$\forall x$ versus $\exists x$ in the definition of limit

Question

Suppose $f: A \to \Bbb R$ and $x \in A$. Let $\lim\limits_{x \to c} f(x) = L,$ that is,

$$\forall \varepsilon > 0, \exists \delta > 0 \quad \text{such that if} \quad x \in A, \quad \text{ and } |x - c| < \delta \to |f(x) - L| < \varepsilon.$$

Why is it "for all $x$" instead of "there exists an $x$"? If $f=x=8$ and $L=c=5,$ then the condition won't be satisfied since $|f - L| = 3 \not< 1 = \varepsilon$. However, writing "$\exists x$" is solving the problem, because then I can always find some $x$ that won't break the condition.

Answer 1

To have your problem solved, we need to come back to the beginning.

What you have written up there, is called Epsilon ($\epsilon$)- Delta ($\delta$) proof of limit, which is a precise way to define limits. Before you have this kind of definition, you probably use this type of definition instead:

Given a function $y = f(x)$, and an x-value, $c$, we have the limit of $f(x)$ as it approach $c$ is $L$ if one or more of these cases happen: $y$ tends to reach $L$ as $x$ tends to $c$; $y$ approaches $L$ as $x$ approaches $c$; $y$ is near $L$ whenever $x$ is near $c$.

When you define it as above, you realise, that it is not exact. In what way that those relations of "tends", "approach" or "near" the variable actually is? That is when you have the Epsilon-Delta proof. It is the result of formalizing the third statement:

If $x$ is within the tolerance level of $c$, then the corresponding value $y = f(x)$ is within the tolerance level of $L$.

From here, you can see that, we are taking the approximation that is defined as "tends to" or "approach" to the tolerance level, the degree of accuracy required in a measurement or the acceptable range of values in which the measurement will be acceptable in our calculation. Which is further reduced into notation by saying:

If $x$ is within $\delta$ unit of $c$, then the corresponding value of $y$ is within $\epsilon$ units of $L$.

Mathematically, this is written as

$$|x-c| < \delta \longrightarrow |y - L| < \epsilon$$

with the LHS as $$c - \delta < x < c + \delta$$ and the RHS as $$L - \epsilon < y < L - \epsilon$$

Formally, we would have this definition of limit

Definition: The limit of a function $f(x)$: Let $I$ be an open interval that $c,x \in I$,$x \neq c$, $f(x)$ is defined everywhere in $I$ except possibly at $c$. The function $f(x)$ is defined as $f: I \rightarrow \mathbb{F}$. The limit of $f(x)$ as $x$ approaches c is $L$, denoted by $$ \lim_{x\to c} f(x) = L $$ is such that $$\forall \: \epsilon > 0, \exists \: \delta \: s.t. \: |x-c| < \delta \longrightarrow |f(x) - L| < \epsilon $$

From all of this, I think it is suffice for you to understand why it must be that way.

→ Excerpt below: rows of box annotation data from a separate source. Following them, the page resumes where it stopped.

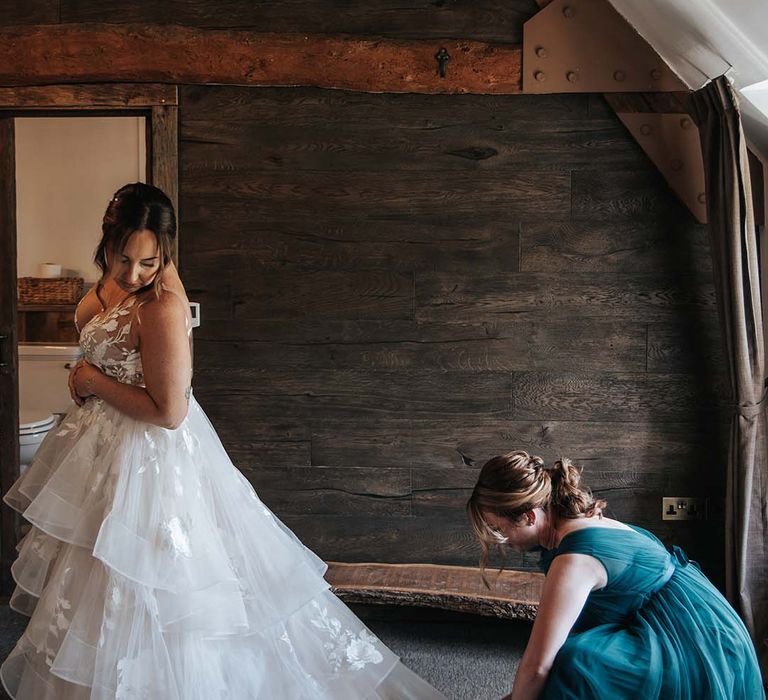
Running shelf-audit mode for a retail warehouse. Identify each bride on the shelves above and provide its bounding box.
[0,183,443,700]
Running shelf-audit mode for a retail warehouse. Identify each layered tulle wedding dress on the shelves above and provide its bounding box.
[0,296,443,700]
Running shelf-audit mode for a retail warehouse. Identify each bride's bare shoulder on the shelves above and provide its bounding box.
[75,285,104,329]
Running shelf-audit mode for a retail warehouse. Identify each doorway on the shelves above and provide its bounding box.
[0,84,178,596]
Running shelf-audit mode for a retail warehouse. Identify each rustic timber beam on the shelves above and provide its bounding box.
[325,562,544,620]
[0,24,522,94]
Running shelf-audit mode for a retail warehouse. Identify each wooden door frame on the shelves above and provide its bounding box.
[0,84,179,597]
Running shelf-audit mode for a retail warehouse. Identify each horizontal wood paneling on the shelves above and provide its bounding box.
[512,372,727,422]
[195,367,511,421]
[520,217,712,274]
[60,0,538,44]
[311,416,727,470]
[185,170,570,219]
[195,317,647,372]
[0,0,60,26]
[416,272,716,323]
[180,87,728,568]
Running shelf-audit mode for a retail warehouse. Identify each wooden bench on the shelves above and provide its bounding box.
[325,562,544,620]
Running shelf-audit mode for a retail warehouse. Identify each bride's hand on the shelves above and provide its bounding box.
[69,359,99,406]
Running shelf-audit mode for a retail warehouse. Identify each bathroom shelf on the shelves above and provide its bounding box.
[16,304,77,312]
[17,304,77,343]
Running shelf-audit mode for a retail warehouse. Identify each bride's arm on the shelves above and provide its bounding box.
[73,294,192,430]
[506,554,607,700]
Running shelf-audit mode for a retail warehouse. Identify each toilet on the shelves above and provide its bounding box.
[19,344,82,472]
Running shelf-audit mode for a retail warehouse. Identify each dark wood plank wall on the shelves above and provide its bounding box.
[0,0,727,573]
[180,87,724,567]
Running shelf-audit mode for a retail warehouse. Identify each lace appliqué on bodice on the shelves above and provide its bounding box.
[80,296,144,386]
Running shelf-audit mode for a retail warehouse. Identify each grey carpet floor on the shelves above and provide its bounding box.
[0,605,530,700]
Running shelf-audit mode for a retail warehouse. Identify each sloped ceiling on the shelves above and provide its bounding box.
[610,0,768,160]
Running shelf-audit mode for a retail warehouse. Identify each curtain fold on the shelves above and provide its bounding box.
[691,76,768,679]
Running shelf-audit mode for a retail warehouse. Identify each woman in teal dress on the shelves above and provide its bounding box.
[467,451,765,700]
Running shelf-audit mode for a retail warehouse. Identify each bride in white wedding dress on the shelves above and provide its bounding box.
[0,183,443,700]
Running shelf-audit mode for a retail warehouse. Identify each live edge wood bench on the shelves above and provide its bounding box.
[325,562,544,620]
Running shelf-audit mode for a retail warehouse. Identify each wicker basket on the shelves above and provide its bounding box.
[17,277,83,304]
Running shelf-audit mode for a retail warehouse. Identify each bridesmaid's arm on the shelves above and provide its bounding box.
[73,293,192,430]
[507,554,607,700]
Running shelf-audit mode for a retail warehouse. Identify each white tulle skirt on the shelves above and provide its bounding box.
[0,397,443,700]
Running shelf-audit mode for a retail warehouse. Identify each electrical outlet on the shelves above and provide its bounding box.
[661,496,707,520]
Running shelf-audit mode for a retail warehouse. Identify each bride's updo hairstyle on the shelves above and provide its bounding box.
[93,182,176,298]
[467,450,606,568]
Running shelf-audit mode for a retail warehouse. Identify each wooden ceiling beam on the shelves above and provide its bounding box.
[0,24,522,95]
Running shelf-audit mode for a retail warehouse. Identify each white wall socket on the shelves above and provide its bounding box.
[661,496,707,520]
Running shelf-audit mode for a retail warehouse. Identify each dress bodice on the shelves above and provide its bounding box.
[80,295,144,386]
[75,288,192,386]
[541,526,688,631]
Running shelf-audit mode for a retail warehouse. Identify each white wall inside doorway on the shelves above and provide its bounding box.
[15,117,147,286]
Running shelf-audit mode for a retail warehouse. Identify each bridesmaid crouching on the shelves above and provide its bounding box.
[467,451,765,700]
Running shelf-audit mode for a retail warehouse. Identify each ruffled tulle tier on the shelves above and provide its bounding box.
[0,397,442,700]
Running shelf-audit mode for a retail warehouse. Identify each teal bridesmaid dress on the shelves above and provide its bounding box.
[540,526,765,700]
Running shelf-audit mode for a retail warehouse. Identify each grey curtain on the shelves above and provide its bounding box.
[692,76,768,678]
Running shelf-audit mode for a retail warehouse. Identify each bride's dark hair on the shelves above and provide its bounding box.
[93,182,176,306]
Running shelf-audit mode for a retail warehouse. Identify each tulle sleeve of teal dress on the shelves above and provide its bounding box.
[540,527,765,700]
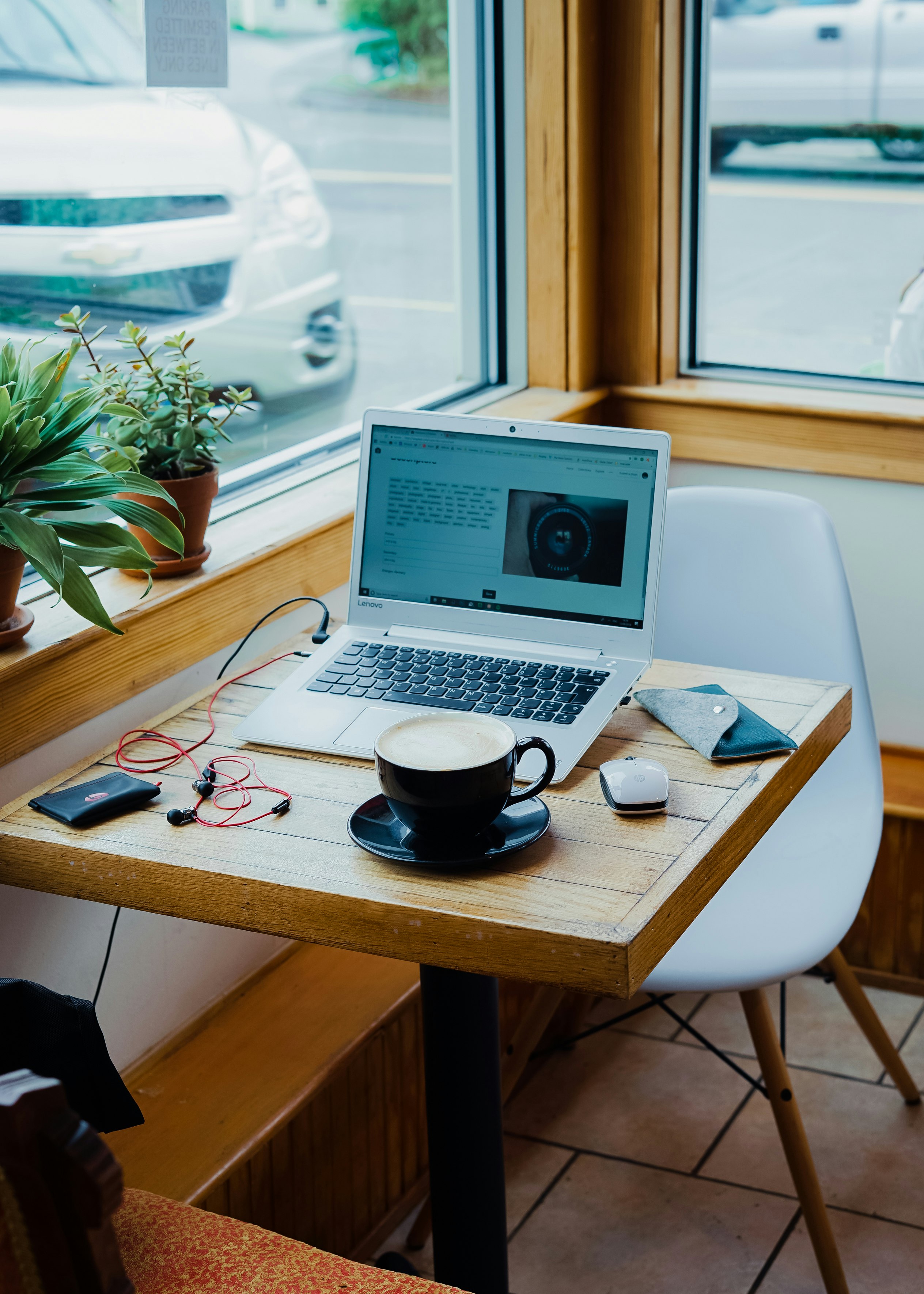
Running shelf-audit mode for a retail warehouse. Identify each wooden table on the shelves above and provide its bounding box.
[0,647,850,1294]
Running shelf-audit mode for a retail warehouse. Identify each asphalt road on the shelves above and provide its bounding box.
[217,31,924,466]
[700,140,924,380]
[212,33,459,467]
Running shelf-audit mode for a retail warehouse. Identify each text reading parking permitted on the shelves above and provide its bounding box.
[145,0,228,88]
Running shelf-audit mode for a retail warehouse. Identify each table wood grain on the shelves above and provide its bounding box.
[0,642,850,998]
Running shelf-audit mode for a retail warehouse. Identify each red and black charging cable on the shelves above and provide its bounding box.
[115,596,330,827]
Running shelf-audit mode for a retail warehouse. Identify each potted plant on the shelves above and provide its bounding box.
[0,342,182,647]
[58,308,251,577]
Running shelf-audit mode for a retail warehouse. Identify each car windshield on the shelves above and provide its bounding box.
[0,0,144,86]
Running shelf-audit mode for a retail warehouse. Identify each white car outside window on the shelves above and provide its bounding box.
[0,0,355,401]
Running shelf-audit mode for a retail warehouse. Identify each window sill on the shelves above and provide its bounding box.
[0,387,608,766]
[604,378,924,485]
[0,379,906,765]
[0,463,357,765]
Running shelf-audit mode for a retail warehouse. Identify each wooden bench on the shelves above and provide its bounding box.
[106,945,427,1258]
[841,745,924,997]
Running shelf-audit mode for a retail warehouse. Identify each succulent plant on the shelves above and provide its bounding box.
[57,307,251,480]
[0,340,182,634]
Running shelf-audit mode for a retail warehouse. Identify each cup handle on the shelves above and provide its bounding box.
[505,736,555,808]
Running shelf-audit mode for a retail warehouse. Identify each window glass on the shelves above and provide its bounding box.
[686,0,924,383]
[0,0,491,471]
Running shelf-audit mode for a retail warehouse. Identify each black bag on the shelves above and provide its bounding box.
[0,980,145,1132]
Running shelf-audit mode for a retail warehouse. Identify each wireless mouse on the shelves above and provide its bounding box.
[601,756,669,814]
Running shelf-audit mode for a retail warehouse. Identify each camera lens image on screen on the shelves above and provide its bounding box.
[529,503,594,580]
[503,489,628,586]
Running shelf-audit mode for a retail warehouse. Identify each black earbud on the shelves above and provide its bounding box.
[217,594,330,678]
[167,806,196,827]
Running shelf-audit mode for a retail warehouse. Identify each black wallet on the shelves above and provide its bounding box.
[29,773,160,827]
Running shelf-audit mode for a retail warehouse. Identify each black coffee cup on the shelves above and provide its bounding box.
[375,714,555,842]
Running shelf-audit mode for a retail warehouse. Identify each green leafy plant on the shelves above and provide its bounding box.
[58,307,251,480]
[0,340,182,634]
[340,0,449,81]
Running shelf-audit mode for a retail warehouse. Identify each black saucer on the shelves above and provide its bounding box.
[347,796,550,867]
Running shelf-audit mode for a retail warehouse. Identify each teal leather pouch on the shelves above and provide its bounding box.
[633,683,796,760]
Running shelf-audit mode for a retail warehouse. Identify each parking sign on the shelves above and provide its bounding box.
[145,0,228,89]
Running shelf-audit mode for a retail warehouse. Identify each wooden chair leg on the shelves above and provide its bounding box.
[740,988,849,1294]
[405,985,564,1249]
[405,1196,433,1249]
[822,949,921,1105]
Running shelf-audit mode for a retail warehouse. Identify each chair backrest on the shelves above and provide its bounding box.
[0,1069,135,1294]
[655,488,883,978]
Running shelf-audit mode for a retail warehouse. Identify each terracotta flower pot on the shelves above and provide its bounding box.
[119,467,219,580]
[0,543,35,651]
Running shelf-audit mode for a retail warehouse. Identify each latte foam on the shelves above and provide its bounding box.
[375,714,516,773]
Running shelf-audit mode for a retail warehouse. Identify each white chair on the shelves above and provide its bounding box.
[643,488,919,1294]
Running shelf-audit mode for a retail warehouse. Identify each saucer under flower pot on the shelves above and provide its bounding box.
[125,543,212,580]
[0,543,35,651]
[123,467,219,580]
[0,606,35,651]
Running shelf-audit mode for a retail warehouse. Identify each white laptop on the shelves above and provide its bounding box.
[235,409,670,782]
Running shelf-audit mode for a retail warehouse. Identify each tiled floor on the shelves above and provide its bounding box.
[385,976,924,1294]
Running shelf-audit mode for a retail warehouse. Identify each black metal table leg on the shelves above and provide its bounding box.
[421,967,507,1294]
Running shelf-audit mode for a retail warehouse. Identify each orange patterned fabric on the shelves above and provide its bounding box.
[113,1191,461,1294]
[0,1169,43,1294]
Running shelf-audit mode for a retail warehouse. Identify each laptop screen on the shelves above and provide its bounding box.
[360,426,658,629]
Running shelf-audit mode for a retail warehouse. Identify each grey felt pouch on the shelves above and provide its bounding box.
[633,683,796,760]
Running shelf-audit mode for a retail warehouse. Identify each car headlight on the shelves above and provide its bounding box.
[258,143,330,247]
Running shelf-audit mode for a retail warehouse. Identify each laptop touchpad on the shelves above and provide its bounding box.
[334,705,408,753]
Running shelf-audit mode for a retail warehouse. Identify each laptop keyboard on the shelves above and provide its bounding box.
[308,642,610,725]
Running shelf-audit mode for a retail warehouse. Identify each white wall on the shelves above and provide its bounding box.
[0,585,347,1067]
[670,459,924,747]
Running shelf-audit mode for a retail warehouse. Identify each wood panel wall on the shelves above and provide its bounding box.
[189,980,554,1260]
[841,814,924,997]
[202,994,427,1258]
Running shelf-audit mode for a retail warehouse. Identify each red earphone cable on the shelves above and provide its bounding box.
[115,652,294,827]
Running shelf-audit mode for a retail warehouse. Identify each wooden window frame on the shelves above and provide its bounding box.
[0,0,924,766]
[523,0,924,484]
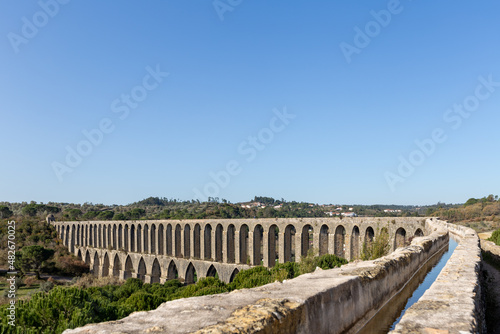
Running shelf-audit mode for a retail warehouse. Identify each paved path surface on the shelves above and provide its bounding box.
[483,261,500,334]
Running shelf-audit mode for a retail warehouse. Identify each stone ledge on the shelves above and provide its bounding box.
[64,220,448,334]
[391,219,485,334]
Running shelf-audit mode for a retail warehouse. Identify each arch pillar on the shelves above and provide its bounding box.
[328,231,336,254]
[181,224,187,259]
[313,232,321,256]
[248,232,255,265]
[211,228,217,262]
[344,229,352,261]
[295,231,302,263]
[200,224,206,260]
[223,230,228,263]
[118,270,125,280]
[189,224,195,258]
[234,230,241,263]
[262,228,269,268]
[278,232,286,263]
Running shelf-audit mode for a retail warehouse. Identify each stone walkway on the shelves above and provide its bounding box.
[483,261,500,334]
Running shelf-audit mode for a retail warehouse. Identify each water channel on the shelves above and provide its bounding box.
[358,236,458,334]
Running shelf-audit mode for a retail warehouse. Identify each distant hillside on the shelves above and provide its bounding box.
[430,195,500,231]
[0,196,446,220]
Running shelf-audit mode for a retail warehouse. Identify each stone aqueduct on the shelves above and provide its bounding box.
[52,217,425,283]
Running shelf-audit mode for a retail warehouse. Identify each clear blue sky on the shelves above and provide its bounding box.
[0,0,500,204]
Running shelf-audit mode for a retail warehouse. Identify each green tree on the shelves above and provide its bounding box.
[0,205,14,218]
[19,246,54,279]
[22,204,37,217]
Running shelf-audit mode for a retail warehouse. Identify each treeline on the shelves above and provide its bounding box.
[0,255,347,334]
[0,217,89,276]
[0,196,468,221]
[429,195,500,223]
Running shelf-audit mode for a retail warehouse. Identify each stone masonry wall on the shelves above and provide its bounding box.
[391,219,485,333]
[64,218,448,334]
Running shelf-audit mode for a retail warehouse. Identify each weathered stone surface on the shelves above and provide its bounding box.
[65,219,448,334]
[391,220,485,333]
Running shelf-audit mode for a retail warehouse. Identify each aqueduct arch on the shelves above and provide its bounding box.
[52,218,425,282]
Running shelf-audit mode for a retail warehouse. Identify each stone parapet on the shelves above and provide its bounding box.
[64,218,448,334]
[391,219,486,334]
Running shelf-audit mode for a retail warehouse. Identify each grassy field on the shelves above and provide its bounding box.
[0,277,40,304]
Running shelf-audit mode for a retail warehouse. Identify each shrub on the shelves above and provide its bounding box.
[123,290,165,311]
[316,254,348,270]
[24,276,38,287]
[488,230,500,246]
[230,266,274,290]
[361,228,391,261]
[40,281,54,292]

Another remark is that, x is independent of y. And you are misunderstanding both misreading the definition.

Reference: Epsilon-Delta definition of a limit

Answer 2

First of all, sorry for Saturday's verbosity and let's start:

The difference between the word "all" and the word "some" ("exists") is obvious: compare "all the money in the world is mine" and "some of the money in the world is mine". Maybe we would like the first, but we live in the second.

Thus, it is clear that you significantly relax the requirements if the universal quantifier is replaced by the existential quantifier.

But let's look at the issue more broadly: quantifiers are designed to impose conditions on variables, but they are, let's say, too extreme - or all or at least one. Let's consider a generalization of the limit to the case when we impose a condition on a part of the set.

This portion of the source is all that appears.